As I result I hung on to my visions, deja-vus and heavy downers for years, terrified by the idea I'd be found out and end up being institutionalised. Unfortunately this was a genuine option for non-convulsive epileptics right up until the end of the last century (in some countries, epileptic people were not even permitted to marry), and many older people are still suffering from years of invasive treatment and padded cells. Like me, doctors and psychologists were not always fully aware of epilepsy. I was counselled for depression, but even then I was too terrified to tell my therapists the real reason for my heavy downers: that I was sticking my head into another dimension.
Eventually, though, I chose a moment to cross a line. At 22, after handing in in my 20,000 word dissertation and radio documentary to Nottingham Trent for assessment in the knowledge I was almost certainly guaranteed to get a good mark for my Masters in Radio Journalism, I decided I'd achieved enough in my life that I'd have good times to reflect upon when in my padded cell. I took myself off to my doctors, wrists ready-moisturised, to get myself cuffed and hauled away. I genuinely believed I would be taken straight to an institution in a straitjacket.
Of course I wasn't, because if I had been it's extremely unlikely I'd be writing this. Luckily for me Nottingham is the best place to be for people with epilepsy (the hospital there actually developed the MRI scanner): my doctor immediately referred me to Queens Medical Centre where I was and still am seen by my fantastic neuro Dr O'Donoghue. I went through the tests within the space of a month, started medication almost immediately and my epilepsy awareness went through the roof.
For example, did you know that St. Valentine is actually the patron saint of epilepsy? February used to be real downer for me before I knew that (I'm chronically and notorious single). This year I even baked and iced an enormous cake, and moaned on about epilepsy to everyone who came and ate it. Epilepsy: a brilliant excuse for cake.
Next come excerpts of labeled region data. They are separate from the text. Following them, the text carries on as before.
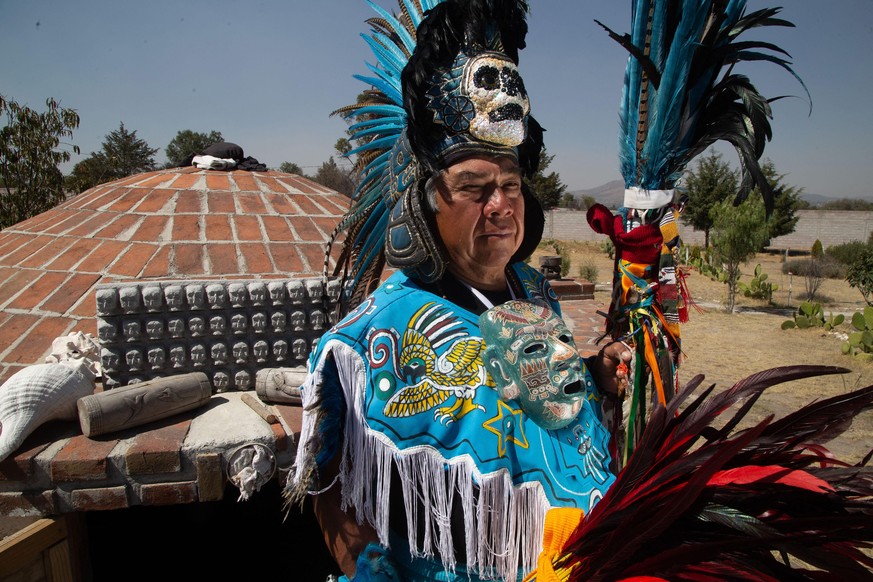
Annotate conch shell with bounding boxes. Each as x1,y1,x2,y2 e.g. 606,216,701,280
0,358,95,460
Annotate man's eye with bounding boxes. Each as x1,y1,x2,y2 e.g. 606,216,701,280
524,342,546,355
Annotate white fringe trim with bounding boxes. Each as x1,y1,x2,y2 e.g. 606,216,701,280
295,340,550,580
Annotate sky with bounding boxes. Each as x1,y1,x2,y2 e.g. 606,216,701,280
0,0,873,201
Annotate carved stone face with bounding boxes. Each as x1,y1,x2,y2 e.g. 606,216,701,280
248,281,267,305
273,340,288,362
97,319,118,343
209,342,227,366
291,338,309,360
206,283,227,309
252,340,270,362
227,283,246,307
233,342,249,364
124,350,142,370
119,287,139,313
233,370,252,390
97,289,118,315
188,317,206,337
267,281,285,305
479,301,587,430
209,315,227,335
230,313,246,333
164,285,183,311
170,346,185,368
285,279,306,303
185,284,206,309
148,348,167,370
270,311,285,331
146,319,164,339
142,287,163,311
121,319,140,342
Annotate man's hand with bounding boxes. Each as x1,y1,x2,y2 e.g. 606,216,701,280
591,342,633,398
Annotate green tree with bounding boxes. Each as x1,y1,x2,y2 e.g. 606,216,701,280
164,129,224,168
528,148,567,210
69,123,158,192
0,96,79,229
711,197,768,313
279,162,306,176
752,160,803,239
846,246,873,306
682,151,738,248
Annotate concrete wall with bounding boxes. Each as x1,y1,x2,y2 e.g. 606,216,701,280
543,208,873,251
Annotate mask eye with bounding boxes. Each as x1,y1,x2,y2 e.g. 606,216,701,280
524,342,546,355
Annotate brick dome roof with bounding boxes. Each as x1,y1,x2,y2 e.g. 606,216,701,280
0,166,348,382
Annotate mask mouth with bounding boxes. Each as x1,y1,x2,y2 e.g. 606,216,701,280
564,380,582,395
488,103,524,123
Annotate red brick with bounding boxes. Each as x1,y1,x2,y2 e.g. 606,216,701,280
176,190,203,215
124,418,191,475
94,213,140,239
70,485,129,511
236,192,267,214
106,188,149,212
268,244,303,275
266,194,300,216
205,214,233,241
51,434,118,483
170,174,202,190
292,216,324,242
232,171,260,192
45,238,100,271
0,314,39,362
19,237,77,268
0,490,60,516
4,317,73,364
206,244,240,275
142,246,170,279
40,273,100,314
263,216,294,242
239,243,274,275
206,172,230,190
67,212,106,238
170,214,199,241
130,216,170,242
296,244,324,275
0,235,52,266
289,194,324,214
206,192,236,214
232,214,263,240
107,243,158,277
0,269,42,305
79,240,127,273
172,243,206,275
7,272,69,309
134,189,176,214
139,481,197,505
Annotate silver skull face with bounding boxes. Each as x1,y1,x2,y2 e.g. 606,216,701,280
461,53,530,146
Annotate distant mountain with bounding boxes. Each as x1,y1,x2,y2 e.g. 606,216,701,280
569,180,860,208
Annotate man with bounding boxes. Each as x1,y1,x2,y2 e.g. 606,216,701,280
286,0,629,580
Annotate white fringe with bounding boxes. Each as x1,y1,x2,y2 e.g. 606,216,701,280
295,340,549,580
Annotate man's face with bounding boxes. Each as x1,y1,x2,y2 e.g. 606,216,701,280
436,156,524,285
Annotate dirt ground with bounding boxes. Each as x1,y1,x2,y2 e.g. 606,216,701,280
531,242,873,462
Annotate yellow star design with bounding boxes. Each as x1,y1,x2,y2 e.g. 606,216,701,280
482,400,529,457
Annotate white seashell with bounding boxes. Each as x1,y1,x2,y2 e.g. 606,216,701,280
0,361,95,461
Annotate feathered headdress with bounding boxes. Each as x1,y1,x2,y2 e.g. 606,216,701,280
588,0,802,472
528,366,873,582
325,0,543,310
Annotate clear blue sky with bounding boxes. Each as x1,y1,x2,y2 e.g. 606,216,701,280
0,0,873,201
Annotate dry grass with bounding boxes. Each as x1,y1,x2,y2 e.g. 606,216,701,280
531,242,873,461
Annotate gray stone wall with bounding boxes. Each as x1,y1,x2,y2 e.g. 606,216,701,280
543,208,873,251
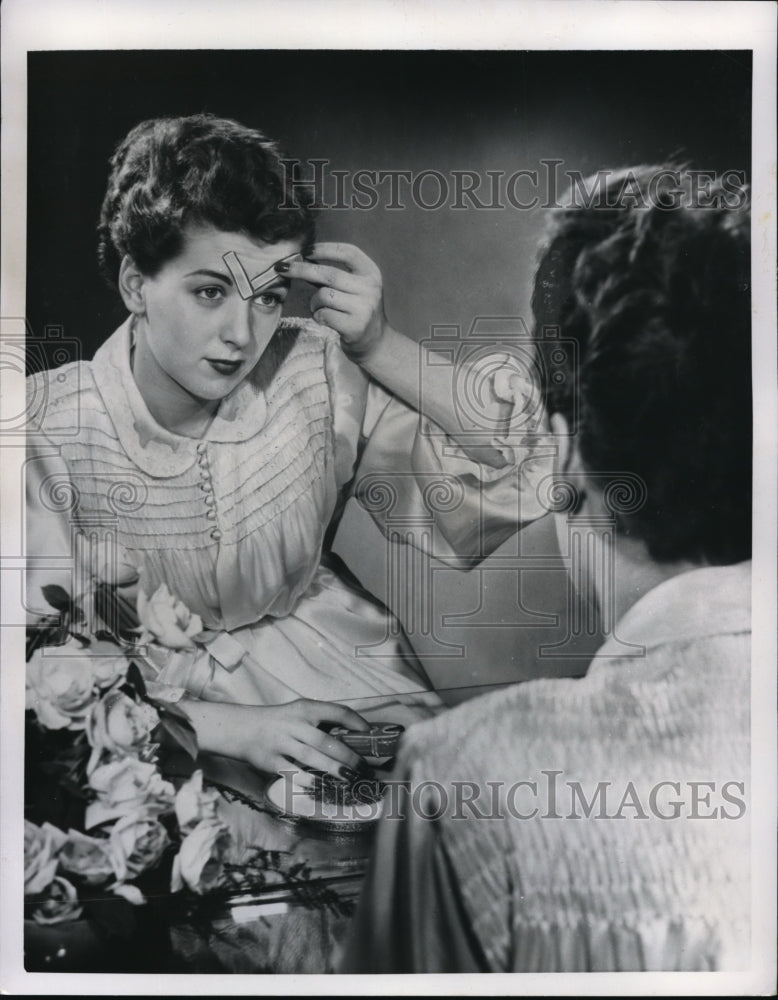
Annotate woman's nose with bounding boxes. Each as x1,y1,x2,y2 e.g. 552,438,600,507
222,302,253,348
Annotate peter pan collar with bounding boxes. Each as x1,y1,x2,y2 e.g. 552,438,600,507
92,317,290,478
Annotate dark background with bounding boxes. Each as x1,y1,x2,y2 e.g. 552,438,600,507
27,50,751,364
22,50,751,702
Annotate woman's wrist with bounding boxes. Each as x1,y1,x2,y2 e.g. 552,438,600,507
180,698,252,760
340,323,394,371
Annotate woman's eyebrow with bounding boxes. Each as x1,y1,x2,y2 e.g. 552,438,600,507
184,267,232,285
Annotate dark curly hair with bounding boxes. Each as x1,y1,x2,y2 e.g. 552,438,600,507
98,114,314,284
532,165,753,565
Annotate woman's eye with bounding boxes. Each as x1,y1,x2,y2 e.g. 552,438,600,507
197,285,224,302
254,292,286,309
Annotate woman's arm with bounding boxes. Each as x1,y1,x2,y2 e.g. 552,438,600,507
180,698,369,777
280,243,511,469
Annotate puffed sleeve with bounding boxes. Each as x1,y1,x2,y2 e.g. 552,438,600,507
336,357,555,565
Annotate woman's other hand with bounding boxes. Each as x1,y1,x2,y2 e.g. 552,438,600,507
279,243,389,362
182,698,369,777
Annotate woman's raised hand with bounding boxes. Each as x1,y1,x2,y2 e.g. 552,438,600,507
277,243,388,361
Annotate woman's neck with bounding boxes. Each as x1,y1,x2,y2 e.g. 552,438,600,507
130,323,220,438
613,537,703,622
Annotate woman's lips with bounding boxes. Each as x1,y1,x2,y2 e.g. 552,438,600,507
206,358,243,375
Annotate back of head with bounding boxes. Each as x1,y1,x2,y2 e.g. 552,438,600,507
98,114,313,283
532,166,752,564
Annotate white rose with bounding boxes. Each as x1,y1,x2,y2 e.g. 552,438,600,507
24,819,67,896
59,830,121,885
110,810,168,882
81,537,139,587
170,819,232,895
85,757,175,830
138,583,203,649
25,639,97,729
85,691,159,771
I even dyed the icing purple (the colour used by epilepsy charities), put Joan of Arc's flames up the sides and included oodles of buttercream and popping candy for the ultimate crazy epileptic sugar high.
To be perfectly honest, it sucks having epilepsy - it really does, and in so many ways that I could write an article a week for a year and still not cover it. However, it can also be quite funny. I have dozens of stories about things I have said or done when in the grip of complex partial seizures: during these I remain able to walk, talk and use my mobile phone, albeit extremely erratically, and have a tendency to go shopping. Once it was 34 pints of milk, another time one of every colour and brand of washing up liquid in Tesco (aside from yellow - I would never buy yellow washing up liquid, even under the grip of an epileptic seizure). Recently I have had a tendency to veer towards pickled onion Monster Munch - the image at the top is a photo I took during my last complex partial. The accompanying text message, sent to my mate Agnes Guano (he of The Downstairs Lounge), read "Kj vghhhrdftgxffgrwffgg monst ker munches dghvtggf ets etted".
I hope you're more aware of epilepsy now. Probably not: but if you see a tall girl with purple hair and glasses bulk-buying Monster Munch in Tesco whilst mumbling about tramps (example text message: "Tramp sit touch hit bite smell") please do make sure I don't walk in front of traffic. Ta muchly.